Zara’s still curled behind the island, her arms wound tight around her knees like she’s bracing to survive the next blow.
Her lips are drained of color, her eyes too wide.
The cracks in her armor are there, and I see every one of them—because I know her.
Right now, she’s running on instinct. Fight or flight.
And still, when I move to her, she chooses me.
I crouch down, sweep her into my arms, and she doesn’t resist. No protest. No sharp tongue. She just tucks her face into my neck and fists the front of my shirt like I’m the only thing holding her together.
“I’ve got you,” I whisper, tightening my hold as I carry her through the wreckage. “You’re safe.”
Her voice is barely a ghost against my skin. “Where are we going?”
“Somewhere no one can touch you.” I press my mouth to her temple, breathe her in as fury claws down my spine. “The family estate. Reinforced gates. Armed men on every inch of the perimeter. If Falco wants another chance, he’ll be stepping over corpses to get it.”
She says nothing more. Just curls tighter against me, trembling in a way that guts me. She doesn’t want me to see her like this—shaken, undone. But fuck, I feel it. Every shiver. Every ounce of fear she won’t admit to.
And here’s the truth I’ll never say out loud, part of me hates this.
Hates that she’s terrified, hates that the world forced her to cling to me because it tried to break her.
But another part, the darker, hungrier part, feeds on it.
Because it means she’s mine. She turns to me when the bullets fly.
She buries herself in me when everything shatters. Even in fear, she doesn’t let go.
My jaw aches from the pressure of holding it all back. I don’t deserve her trust—not after forcing that ring on her finger, not after dragging her into my world. But she’s here, in my arms, and I will burn cities before I let another man so much as breathe her name again.
I step over the glittering wreckage of what used to be my home and understand something I never have before. This isn’t about territory or control. Not anymore.
I’ve found my weak point. And tonight, they aimed right at it.
Her. And they missed by inches.
If she’d moved a second slower, if I hadn’t pulled her down fast enough—
My grip tightens reflexively.
Zara shifts slightly, her cheek brushing my neck, her whisper so small it nearly breaks me. “I didn’t see it coming.”

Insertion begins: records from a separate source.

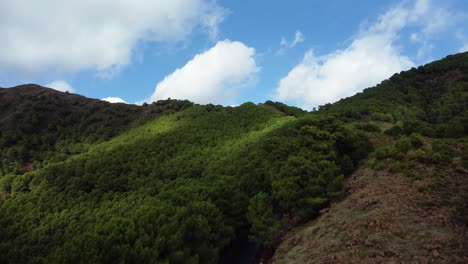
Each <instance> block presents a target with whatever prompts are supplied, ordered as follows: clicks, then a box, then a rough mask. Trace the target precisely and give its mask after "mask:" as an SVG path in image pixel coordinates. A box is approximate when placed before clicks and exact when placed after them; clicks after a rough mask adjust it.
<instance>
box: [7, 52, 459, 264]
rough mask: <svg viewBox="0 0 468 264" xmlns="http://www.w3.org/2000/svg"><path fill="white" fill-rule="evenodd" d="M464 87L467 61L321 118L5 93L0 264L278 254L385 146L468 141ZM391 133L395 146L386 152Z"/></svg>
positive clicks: (382, 82) (421, 75)
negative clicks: (282, 245)
mask: <svg viewBox="0 0 468 264" xmlns="http://www.w3.org/2000/svg"><path fill="white" fill-rule="evenodd" d="M467 90H468V53H463V54H458V55H454V56H449V57H447V58H446V59H444V60H441V61H438V62H434V63H431V64H428V65H426V66H423V67H420V68H418V69H412V70H410V71H408V72H402V73H400V74H396V75H394V76H393V77H392V78H390V79H389V80H386V81H384V82H382V84H380V85H378V86H376V87H374V88H369V89H366V90H365V91H364V92H362V93H359V94H357V95H355V96H353V97H350V98H346V99H343V100H341V101H339V102H337V103H335V104H327V105H324V106H322V107H320V109H319V110H318V111H313V112H307V111H304V110H302V109H299V108H296V107H289V106H287V105H285V104H282V103H279V102H272V101H267V102H265V103H264V104H259V105H255V104H253V103H245V104H242V105H240V106H238V107H223V106H219V105H218V106H217V105H195V104H193V103H191V102H188V101H179V100H165V101H159V102H156V103H153V104H150V105H144V106H134V105H125V104H109V103H106V102H101V101H99V100H92V99H87V98H84V97H80V96H78V95H73V94H64V93H59V92H55V91H52V90H49V89H45V88H41V87H37V86H34V87H31V86H22V87H17V88H12V89H0V108H1V109H0V110H1V111H0V120H1V123H0V154H1V163H0V165H1V178H0V238H1V239H0V262H6V263H44V262H50V261H51V262H54V263H56V262H58V263H75V262H84V261H86V262H89V263H108V262H129V263H154V262H157V263H216V262H217V261H218V260H219V259H220V258H222V255H223V252H226V251H227V250H229V248H230V247H231V246H232V245H233V243H234V241H238V240H242V239H244V240H247V238H249V239H251V240H253V241H257V242H258V243H259V244H261V245H263V246H264V247H272V246H274V245H275V243H276V241H277V240H278V238H279V235H280V234H281V232H282V230H283V229H284V228H286V226H288V225H296V224H298V223H301V222H303V221H306V220H309V219H312V218H313V217H315V216H317V214H318V212H319V211H320V210H321V209H322V208H324V207H325V206H327V205H328V204H329V203H330V202H331V201H333V200H334V199H339V198H340V197H342V196H343V195H344V179H345V177H346V176H348V175H350V174H351V173H352V172H353V171H354V170H355V169H356V168H357V167H358V166H359V165H360V164H361V162H362V161H363V160H365V159H366V158H367V157H368V155H369V154H370V153H372V152H373V151H374V149H375V153H374V155H375V156H376V157H377V158H378V159H380V160H385V159H398V160H401V159H404V155H405V153H407V152H408V151H409V150H411V149H418V148H420V147H421V146H422V145H424V142H425V140H426V139H425V137H431V138H460V137H466V135H467V131H468V127H467V124H468V111H467V105H468V91H467ZM382 133H385V136H387V137H391V138H393V139H394V140H395V142H396V143H395V144H394V145H391V146H385V148H382V147H380V146H378V147H377V148H375V147H374V145H375V143H372V142H379V141H378V140H377V141H376V140H375V139H376V138H379V135H382ZM379 144H380V143H379ZM437 144H438V143H437ZM437 144H434V147H433V149H432V150H431V151H433V152H434V153H433V155H432V156H431V160H433V161H436V162H443V161H444V158H445V157H450V155H452V154H450V152H449V151H446V150H447V147H446V146H445V145H444V144H442V143H441V144H440V146H438V145H437ZM415 152H416V151H415ZM402 155H403V157H402ZM420 155H421V156H420V157H426V156H427V155H426V154H425V153H423V154H420Z"/></svg>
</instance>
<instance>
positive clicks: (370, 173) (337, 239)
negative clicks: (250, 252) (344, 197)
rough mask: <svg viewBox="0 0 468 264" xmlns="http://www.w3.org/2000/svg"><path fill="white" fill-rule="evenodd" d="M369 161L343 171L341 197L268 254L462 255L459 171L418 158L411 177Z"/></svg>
mask: <svg viewBox="0 0 468 264" xmlns="http://www.w3.org/2000/svg"><path fill="white" fill-rule="evenodd" d="M370 164H371V161H368V162H367V164H364V165H363V166H362V168H361V169H359V170H358V171H356V172H355V173H354V174H353V175H352V176H351V177H350V178H349V179H348V182H347V195H346V198H345V199H343V200H342V201H341V202H338V203H336V204H334V205H332V206H331V207H330V208H329V209H328V210H326V212H323V213H322V214H321V216H320V217H319V218H317V219H316V220H314V221H312V222H310V223H308V224H306V225H304V226H302V227H299V228H297V229H295V230H292V231H291V232H289V234H288V235H287V236H286V237H285V238H284V239H283V241H282V242H281V244H280V245H279V247H278V248H277V250H276V253H275V255H274V257H273V258H272V260H271V262H272V263H468V243H467V242H468V238H467V237H468V233H467V228H466V226H467V208H466V204H467V203H466V202H467V201H466V198H467V197H466V191H467V185H468V176H467V175H468V173H467V171H466V170H465V169H463V168H458V169H452V168H451V167H449V166H446V167H444V168H441V167H440V166H439V167H436V166H433V165H427V164H426V165H420V166H419V167H418V168H415V169H417V171H418V174H419V175H417V177H416V179H415V178H411V177H408V176H405V175H402V174H398V173H389V172H388V171H386V170H382V171H376V170H374V169H372V168H371V167H372V166H371V165H370ZM452 167H454V166H452ZM450 194H453V195H450ZM457 199H458V200H457ZM460 199H465V200H464V201H463V200H461V201H460ZM456 204H458V205H461V206H455V205H456Z"/></svg>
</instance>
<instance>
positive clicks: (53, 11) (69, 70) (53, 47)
mask: <svg viewBox="0 0 468 264" xmlns="http://www.w3.org/2000/svg"><path fill="white" fill-rule="evenodd" d="M225 13H226V12H225V10H224V9H223V8H221V7H219V6H218V5H217V4H216V3H215V2H214V1H205V0H171V1H166V0H154V1H146V0H122V1H113V0H101V1H87V0H85V1H82V0H72V1H61V0H43V1H34V0H18V1H7V0H0V36H2V37H1V39H2V48H1V49H0V69H2V70H4V71H6V70H12V71H13V70H21V71H27V72H41V71H44V70H49V69H53V70H64V71H77V70H82V69H95V70H98V71H100V72H106V71H110V72H111V73H112V72H114V71H116V70H118V69H120V68H121V67H122V66H124V65H126V64H129V63H130V62H131V60H132V53H133V51H134V49H135V46H136V45H137V43H138V42H141V41H154V42H168V41H183V40H185V39H186V38H187V37H188V36H189V35H190V33H191V32H193V31H194V30H195V29H201V30H204V31H206V32H208V34H209V35H210V37H211V38H213V39H215V38H216V36H217V32H218V24H219V23H220V22H221V21H222V20H223V18H224V16H225Z"/></svg>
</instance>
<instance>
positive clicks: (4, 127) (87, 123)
mask: <svg viewBox="0 0 468 264" xmlns="http://www.w3.org/2000/svg"><path fill="white" fill-rule="evenodd" d="M191 105H193V104H192V103H191V102H189V101H178V100H165V101H159V102H156V103H153V104H151V105H145V106H137V105H128V104H120V103H119V104H111V103H108V102H105V101H101V100H97V99H89V98H86V97H83V96H80V95H76V94H70V93H62V92H58V91H56V90H53V89H50V88H45V87H41V86H38V85H34V84H27V85H21V86H17V87H13V88H0V154H1V156H2V157H3V159H2V160H0V161H1V162H0V167H2V166H1V165H2V164H3V168H2V169H3V173H4V174H5V173H10V172H15V173H19V172H24V171H30V170H32V163H33V162H35V163H36V164H35V166H39V164H40V163H45V162H47V161H51V162H54V161H59V160H64V159H66V158H68V157H70V156H71V155H74V154H78V153H81V152H83V151H85V150H86V149H87V148H88V147H89V146H90V145H92V144H95V143H98V142H102V141H105V140H109V139H110V138H112V137H113V136H116V135H118V134H120V133H122V132H124V131H127V130H129V129H131V128H133V127H136V126H138V125H139V124H140V123H142V122H144V121H145V120H147V119H151V118H154V117H157V116H160V115H163V114H167V113H173V112H177V111H179V110H181V109H184V108H185V107H189V106H191Z"/></svg>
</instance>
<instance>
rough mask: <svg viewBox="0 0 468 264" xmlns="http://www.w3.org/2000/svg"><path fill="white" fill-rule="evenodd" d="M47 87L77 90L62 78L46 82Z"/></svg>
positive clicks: (63, 91)
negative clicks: (58, 79) (49, 82)
mask: <svg viewBox="0 0 468 264" xmlns="http://www.w3.org/2000/svg"><path fill="white" fill-rule="evenodd" d="M45 87H49V88H52V89H55V90H57V91H60V92H70V93H74V92H75V89H74V88H73V87H72V86H71V85H70V84H69V83H68V82H66V81H61V80H57V81H53V82H50V83H48V84H46V85H45Z"/></svg>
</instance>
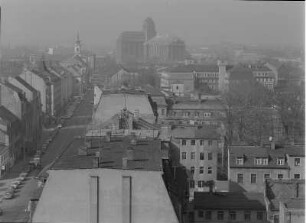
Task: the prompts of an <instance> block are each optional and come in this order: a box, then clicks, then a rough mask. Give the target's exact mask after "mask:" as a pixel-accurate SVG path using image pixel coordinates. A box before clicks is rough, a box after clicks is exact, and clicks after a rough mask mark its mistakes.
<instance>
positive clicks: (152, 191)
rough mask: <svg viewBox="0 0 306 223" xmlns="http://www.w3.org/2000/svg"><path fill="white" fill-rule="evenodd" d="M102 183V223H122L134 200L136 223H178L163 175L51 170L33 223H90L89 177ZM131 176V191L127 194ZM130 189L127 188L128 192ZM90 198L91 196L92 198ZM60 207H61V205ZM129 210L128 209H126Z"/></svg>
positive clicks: (132, 206) (98, 189)
mask: <svg viewBox="0 0 306 223" xmlns="http://www.w3.org/2000/svg"><path fill="white" fill-rule="evenodd" d="M91 176H96V177H98V179H99V183H98V184H96V185H97V187H98V188H97V190H98V191H99V196H97V197H96V198H97V199H98V202H99V205H98V207H95V210H97V208H98V211H97V212H98V214H99V222H122V219H124V218H125V217H124V214H125V212H124V211H122V207H123V206H124V205H126V204H128V202H126V203H125V202H124V201H128V199H125V198H127V196H129V197H130V198H131V200H130V201H131V206H132V208H131V215H132V217H133V221H135V222H146V223H153V222H154V223H155V222H159V223H178V219H177V216H176V214H175V211H174V208H173V205H172V203H171V200H170V198H169V194H168V192H167V189H166V187H165V184H164V182H163V178H162V172H159V171H158V172H157V171H136V170H118V169H116V170H114V169H82V170H51V171H49V177H48V179H47V182H46V184H45V186H44V189H43V192H42V195H41V197H40V198H39V201H38V204H37V207H36V209H35V212H34V214H33V222H74V223H84V222H89V220H88V219H89V216H90V213H91V211H93V210H92V209H91V208H94V206H92V205H90V204H92V201H91V199H90V197H91V196H93V195H92V193H94V191H93V190H91V185H95V184H90V183H89V182H90V180H89V179H90V177H91ZM124 176H128V177H129V179H130V181H129V182H131V191H132V193H129V190H124V189H123V188H125V186H124V185H126V183H125V182H126V181H125V179H126V178H124ZM128 188H129V187H128V186H127V189H128ZM90 192H91V193H90ZM90 194H91V196H90ZM59 204H60V205H59ZM127 210H128V208H127Z"/></svg>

“I know, Angel,” I breathe. “That’s on me. It’s my job to see the threat before it lands, and I failed.”
“No,” she says, shaking her head faintly. “You pulled me down. You covered me, protected me. You didn’t fail.”
She’s defending me. Even now. Even like this.
I inhale deep through my nose again, trying to tamp down the rage boiling under the surface. But it’s useless. The only thing I want right now is blood. Retribution. I want to bury Anthony Falco so deep his own father won’t be able to dig him out.
But first, I have to get her out of here.
I adjust my hold on her as the elevator doors open. I press the button for the garage and we descend. Lars is doing his part. The estate will be on lockdown. No one gets in. No one leaves. Zara will be safe.
And when I’m sure of that?
I’m going to burn Falco’s entire world to ash.